4 Strategies For 2020 Input Sales

Advance planning can help farmers prune their cost of production

The long tail of 2019’s difficult growing season makes the crystal ball blurry for future outlooks — especially inputs. Uncooperative weather, record-high prevent plant acres, tight retailer margins and a late harvest all create volatility for prices in 2020. Farmers should be planning their purchases, says Jim Hedrick, general manager of Sagamore Ag Source, an ag supply consortium. Here are a few strategies to share with your customers.

1. Start the conversation. 

Farmers should engage with their input providers now, says Samuel Taylor, inputs analyst with Rabo AgriFinance. His forecast calls for lower prices for seed and fertilizer in 2020 and potentially higher prices for some chemicals. If a farmer's working capital allows, lock in product as soon as possible, he says, as long as there's an the option to return. 

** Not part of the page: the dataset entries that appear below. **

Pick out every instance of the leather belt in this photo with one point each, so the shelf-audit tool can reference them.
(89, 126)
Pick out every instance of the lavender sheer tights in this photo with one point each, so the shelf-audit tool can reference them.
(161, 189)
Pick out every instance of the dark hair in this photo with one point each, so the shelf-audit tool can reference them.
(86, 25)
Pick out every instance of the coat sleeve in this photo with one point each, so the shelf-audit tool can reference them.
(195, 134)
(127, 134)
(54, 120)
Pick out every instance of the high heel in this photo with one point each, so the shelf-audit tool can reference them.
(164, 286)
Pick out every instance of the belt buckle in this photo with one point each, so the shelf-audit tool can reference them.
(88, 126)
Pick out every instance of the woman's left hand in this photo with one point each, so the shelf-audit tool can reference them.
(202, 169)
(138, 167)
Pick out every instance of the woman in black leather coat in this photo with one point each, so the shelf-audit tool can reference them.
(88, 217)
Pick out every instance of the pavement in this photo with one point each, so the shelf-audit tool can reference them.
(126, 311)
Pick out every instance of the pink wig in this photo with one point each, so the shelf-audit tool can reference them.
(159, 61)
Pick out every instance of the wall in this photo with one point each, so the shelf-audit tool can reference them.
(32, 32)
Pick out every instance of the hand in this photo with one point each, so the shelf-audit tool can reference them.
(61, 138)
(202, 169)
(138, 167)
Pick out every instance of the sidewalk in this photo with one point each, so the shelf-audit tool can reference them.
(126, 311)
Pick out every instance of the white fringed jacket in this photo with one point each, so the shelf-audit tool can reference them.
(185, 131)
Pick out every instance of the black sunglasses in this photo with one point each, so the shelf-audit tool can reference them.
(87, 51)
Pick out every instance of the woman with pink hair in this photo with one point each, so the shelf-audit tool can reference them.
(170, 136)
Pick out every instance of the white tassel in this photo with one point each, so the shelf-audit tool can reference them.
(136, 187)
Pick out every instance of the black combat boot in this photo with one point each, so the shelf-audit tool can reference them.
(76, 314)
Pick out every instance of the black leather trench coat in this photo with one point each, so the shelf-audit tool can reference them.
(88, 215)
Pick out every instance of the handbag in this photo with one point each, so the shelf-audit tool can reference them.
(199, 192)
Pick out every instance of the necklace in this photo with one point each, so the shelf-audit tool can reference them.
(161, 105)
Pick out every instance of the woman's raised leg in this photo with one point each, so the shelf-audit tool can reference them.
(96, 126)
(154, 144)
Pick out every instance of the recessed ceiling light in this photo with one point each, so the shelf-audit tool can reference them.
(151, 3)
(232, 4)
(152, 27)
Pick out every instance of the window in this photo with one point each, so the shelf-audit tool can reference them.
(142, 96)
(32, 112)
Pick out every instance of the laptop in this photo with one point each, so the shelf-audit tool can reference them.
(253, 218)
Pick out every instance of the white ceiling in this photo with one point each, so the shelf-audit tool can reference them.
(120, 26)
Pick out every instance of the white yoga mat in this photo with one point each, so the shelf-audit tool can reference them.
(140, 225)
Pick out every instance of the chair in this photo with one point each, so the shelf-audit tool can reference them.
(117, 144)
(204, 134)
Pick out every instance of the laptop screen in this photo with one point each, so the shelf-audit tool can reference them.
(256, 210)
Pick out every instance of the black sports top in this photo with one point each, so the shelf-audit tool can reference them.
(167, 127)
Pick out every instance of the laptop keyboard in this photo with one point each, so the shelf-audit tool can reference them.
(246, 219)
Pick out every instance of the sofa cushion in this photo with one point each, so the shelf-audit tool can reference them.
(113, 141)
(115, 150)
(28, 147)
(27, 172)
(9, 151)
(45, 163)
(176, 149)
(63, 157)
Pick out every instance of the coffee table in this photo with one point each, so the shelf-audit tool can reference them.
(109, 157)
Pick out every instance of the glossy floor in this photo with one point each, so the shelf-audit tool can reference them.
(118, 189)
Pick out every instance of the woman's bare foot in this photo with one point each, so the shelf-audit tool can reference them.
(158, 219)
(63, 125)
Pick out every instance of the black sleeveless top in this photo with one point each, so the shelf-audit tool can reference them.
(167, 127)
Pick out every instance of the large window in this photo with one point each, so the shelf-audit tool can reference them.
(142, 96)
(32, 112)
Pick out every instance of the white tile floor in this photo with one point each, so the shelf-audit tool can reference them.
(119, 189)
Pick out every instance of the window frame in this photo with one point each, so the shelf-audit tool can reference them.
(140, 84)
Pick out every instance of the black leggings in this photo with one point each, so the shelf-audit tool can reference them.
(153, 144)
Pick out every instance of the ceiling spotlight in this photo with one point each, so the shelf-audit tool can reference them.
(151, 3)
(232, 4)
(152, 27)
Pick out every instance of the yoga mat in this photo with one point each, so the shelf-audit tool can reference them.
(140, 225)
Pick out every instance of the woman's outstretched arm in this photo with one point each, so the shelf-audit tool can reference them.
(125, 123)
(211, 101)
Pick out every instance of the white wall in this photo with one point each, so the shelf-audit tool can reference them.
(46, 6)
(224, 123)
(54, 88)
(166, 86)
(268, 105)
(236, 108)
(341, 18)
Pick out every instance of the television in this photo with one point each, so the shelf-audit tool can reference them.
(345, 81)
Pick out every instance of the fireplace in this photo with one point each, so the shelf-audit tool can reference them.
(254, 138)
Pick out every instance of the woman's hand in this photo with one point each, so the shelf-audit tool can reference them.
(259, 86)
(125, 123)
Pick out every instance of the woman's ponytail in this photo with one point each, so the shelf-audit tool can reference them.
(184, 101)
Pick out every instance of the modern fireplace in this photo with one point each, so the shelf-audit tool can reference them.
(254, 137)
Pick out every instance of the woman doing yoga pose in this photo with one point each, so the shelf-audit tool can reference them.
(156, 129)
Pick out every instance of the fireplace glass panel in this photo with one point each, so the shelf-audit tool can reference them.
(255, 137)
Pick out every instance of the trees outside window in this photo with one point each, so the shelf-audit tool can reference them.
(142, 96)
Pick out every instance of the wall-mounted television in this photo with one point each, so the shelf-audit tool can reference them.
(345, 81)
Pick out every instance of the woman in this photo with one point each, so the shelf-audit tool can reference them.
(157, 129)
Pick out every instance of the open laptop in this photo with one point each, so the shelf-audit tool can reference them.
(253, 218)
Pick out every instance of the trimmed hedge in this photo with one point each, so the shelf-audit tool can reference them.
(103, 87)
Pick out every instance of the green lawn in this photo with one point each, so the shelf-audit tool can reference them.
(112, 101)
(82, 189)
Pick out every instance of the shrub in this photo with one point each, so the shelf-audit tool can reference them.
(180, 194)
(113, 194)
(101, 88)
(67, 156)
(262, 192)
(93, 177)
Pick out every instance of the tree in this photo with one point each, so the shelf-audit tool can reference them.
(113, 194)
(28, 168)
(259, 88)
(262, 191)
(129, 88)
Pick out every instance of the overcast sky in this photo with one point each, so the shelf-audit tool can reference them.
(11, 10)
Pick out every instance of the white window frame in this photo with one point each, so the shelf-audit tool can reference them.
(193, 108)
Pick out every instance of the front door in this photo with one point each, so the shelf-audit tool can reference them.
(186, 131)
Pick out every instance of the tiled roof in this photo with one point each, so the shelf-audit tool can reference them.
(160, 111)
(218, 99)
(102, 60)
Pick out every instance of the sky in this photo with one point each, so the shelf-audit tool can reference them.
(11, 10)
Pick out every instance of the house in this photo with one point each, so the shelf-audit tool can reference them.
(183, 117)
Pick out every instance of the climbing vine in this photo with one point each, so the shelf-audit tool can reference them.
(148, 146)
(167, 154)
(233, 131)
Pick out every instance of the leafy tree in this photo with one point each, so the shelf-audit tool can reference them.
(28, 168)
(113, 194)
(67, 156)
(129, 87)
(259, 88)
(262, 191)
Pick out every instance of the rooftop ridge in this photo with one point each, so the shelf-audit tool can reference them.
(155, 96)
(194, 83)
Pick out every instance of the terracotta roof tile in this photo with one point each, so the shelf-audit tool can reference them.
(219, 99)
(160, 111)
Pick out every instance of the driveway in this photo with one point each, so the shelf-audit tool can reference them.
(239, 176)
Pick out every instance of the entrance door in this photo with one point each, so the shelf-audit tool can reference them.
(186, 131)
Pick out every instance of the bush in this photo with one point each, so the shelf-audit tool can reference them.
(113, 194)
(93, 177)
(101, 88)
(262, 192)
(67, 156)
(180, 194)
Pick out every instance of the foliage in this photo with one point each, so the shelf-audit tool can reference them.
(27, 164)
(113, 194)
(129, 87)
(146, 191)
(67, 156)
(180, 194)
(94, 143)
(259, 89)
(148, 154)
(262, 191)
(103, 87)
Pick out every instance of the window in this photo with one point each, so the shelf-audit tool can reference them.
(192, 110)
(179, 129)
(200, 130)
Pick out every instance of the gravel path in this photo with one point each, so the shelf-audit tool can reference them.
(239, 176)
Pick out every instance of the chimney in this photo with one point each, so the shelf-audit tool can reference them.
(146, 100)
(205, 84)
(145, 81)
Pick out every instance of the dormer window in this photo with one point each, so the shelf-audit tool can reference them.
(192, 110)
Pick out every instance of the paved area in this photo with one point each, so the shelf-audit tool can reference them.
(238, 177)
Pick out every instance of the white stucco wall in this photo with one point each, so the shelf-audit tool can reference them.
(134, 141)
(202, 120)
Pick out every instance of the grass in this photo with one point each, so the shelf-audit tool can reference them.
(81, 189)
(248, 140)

“Good communication of your planting intentions for 2020 could offer you some level of safeguard for products and preferential pricing,” Taylor says of this opportunity for farmers.

2. Watch market signals.

The biggest factor to drive the fertilizer outlook will be corn acreage, Hedrick says. “Our outlook is for 2020 fertilizer prices to be down unless we have a spike in corn acres,” he says. “Typically, 91 million to 92 million acres of corn keep fertilizer prices in line.”

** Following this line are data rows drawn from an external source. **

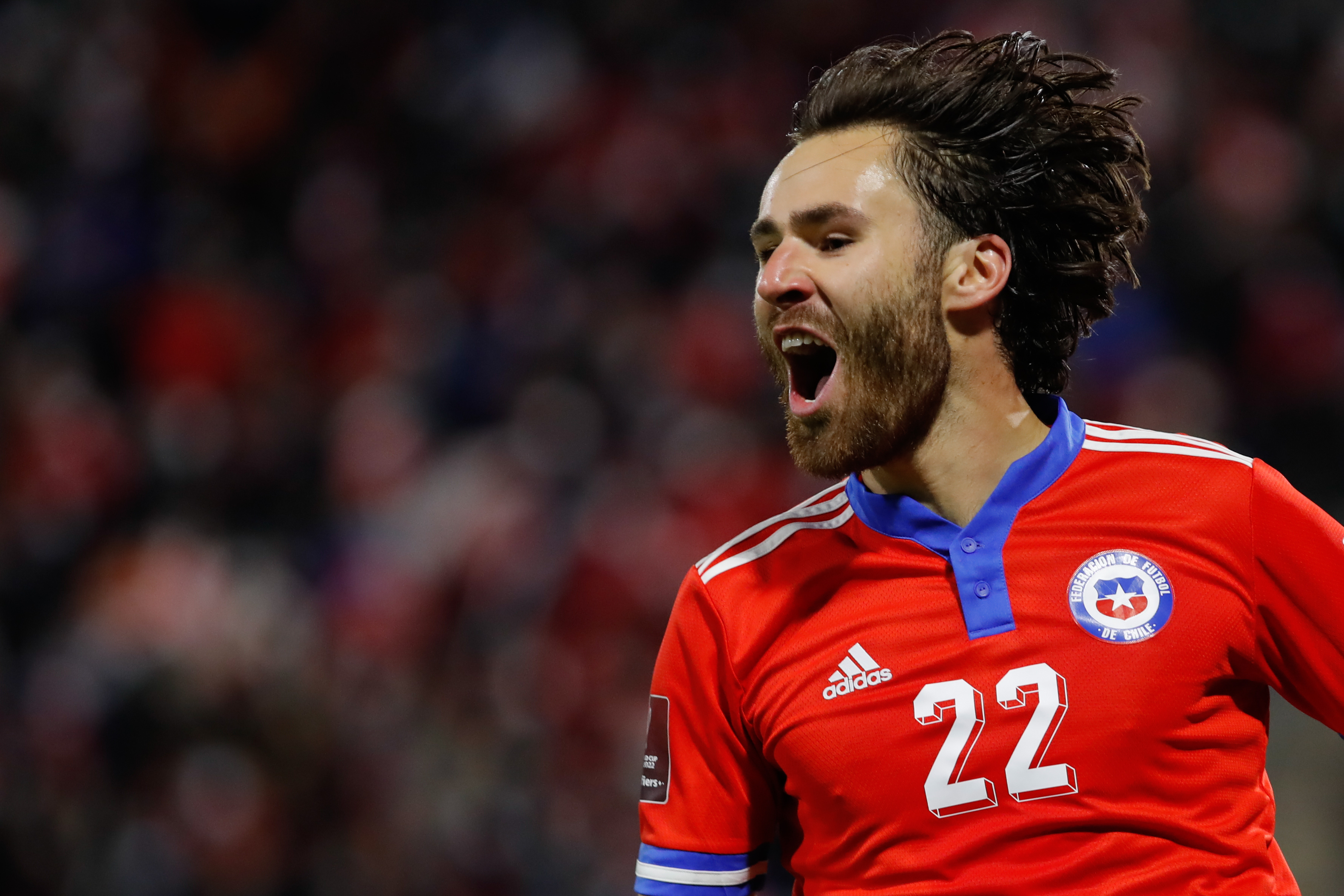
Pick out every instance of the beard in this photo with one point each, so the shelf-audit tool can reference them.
(896, 361)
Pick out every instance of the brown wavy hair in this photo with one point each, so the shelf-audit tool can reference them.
(1002, 136)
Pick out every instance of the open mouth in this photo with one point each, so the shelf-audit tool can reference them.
(811, 364)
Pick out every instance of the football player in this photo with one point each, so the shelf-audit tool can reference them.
(1011, 651)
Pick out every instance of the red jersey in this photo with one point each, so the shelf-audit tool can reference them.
(1069, 695)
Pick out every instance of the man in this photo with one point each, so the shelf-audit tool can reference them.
(1014, 652)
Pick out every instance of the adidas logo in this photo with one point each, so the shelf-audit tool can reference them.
(858, 671)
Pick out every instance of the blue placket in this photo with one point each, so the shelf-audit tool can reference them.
(975, 553)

3. Price discovery should be expected.

Hedrick encourages farmers to look at a large geographic footprint when pricing 2020 needs, which could be a 50- or 75-mile radius from your farm. He also advises farmers to price at least three different locations.

With fertilizer, he is seeing a wide range in prices across the Corn Belt due to the logistical issues of the past 12 months. If freight is affordable, farmers could capture big savings by purchasing products from new or different suppliers. 

4. Help farmers understand your business as a retailer.

“A lot of farmers still view their relationship with a retailer as sacred, but it’s a business,” Hedrick says. 

Retailers are trying to compensate for fewer sales due to issues such as large prevent plant acres and farmers doing more of their own field applications. As a result, he says, competition for market share is fierce. Before farmers sit down with their suppliers, it's helpful to research prices at the wholesale level so they understand the price ranges retailers can offer.